New Delhi: When the official Twitter handle of director Ayan Mukerji's forthcoming film 'Yeh Jawaani Hai Deewani' tweeted, "Ranbir Kapoor touches everyone's feet on stage! Isn't that adorable," it immediately sparked an interesting online debate. Was the star just joking or conforming to Indian tradition that dates back to centuries?
Some people were interested in knowing whether he has touched Deepika's feet or not while some saw it as an eyeball catching gesture.
He's done it in the past as a joke, you know. Kapoor startled his former girlfriend Deepika Padukone when he bent down to touch her feet at the Colors Screen award function in 2012. But the respectful gesture is fast losing relevance as technology widens the disconnect between generations.
Indian philosophy sees 'charan-sparsha' (touching of an elder's feet) as a superlative form of pranam, which is an act of showing respect. Hierarchy plays a big role in the touching of feet. Elderly people, gods, parents and teachers are the people who command a position of respect.
Out of the six traditional ways of pranamas, existing form of touching the feet is closer to 'Dandavata'. So, the act of touching feet remains a popular way of showing respect but objecting to it shouldn't be seen as a mere gesture of insult, as the case is being made out in social networking sites.
Musicals make a good chunk of the reality shows and one thing that we invariably see in every such programme is contestants touching the feet of either judges or whosoever is invited on the show. Those who come on the show are believed to have separate personal and professional lives. In his real life, a guest may not be anywhere close to his ideal self that reincarnates on small screens but those feet deserve to be touched with apparent respect when the common audience are watching TV.
Sometimes, the contestants get so involved that they would grab an assistant camera person's feet if he happens to reach the sets.
There is another side to it as well. Sometimes participants decide to turn back midway because they belong to different teams.

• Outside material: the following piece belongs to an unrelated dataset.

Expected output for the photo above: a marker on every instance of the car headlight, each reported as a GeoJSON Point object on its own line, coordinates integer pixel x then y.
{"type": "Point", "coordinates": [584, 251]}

I know a few people, who upon meeting, just push their feet forward, and you are obliged to touch it. Ranbir is at least 15-16 year junior to some of the reigning kings of the Hindi film industry. Our Young Turk will take some time to build the same kind of brand value that some of his seniors enjoy. So, despite being a brilliant actor he is going to be treated like a kid for some more years.
He is not married and his boyish charm is intact. His feet-touching has rung the right notes with elderly conservatives who feel Bollywood's young generation should set an example.
What Ranbir did shouldn't necessarily be seen as a publicity gimmick, it was just a spontaneous reaction which took place due to the hidden cultural baggage we carry all the time.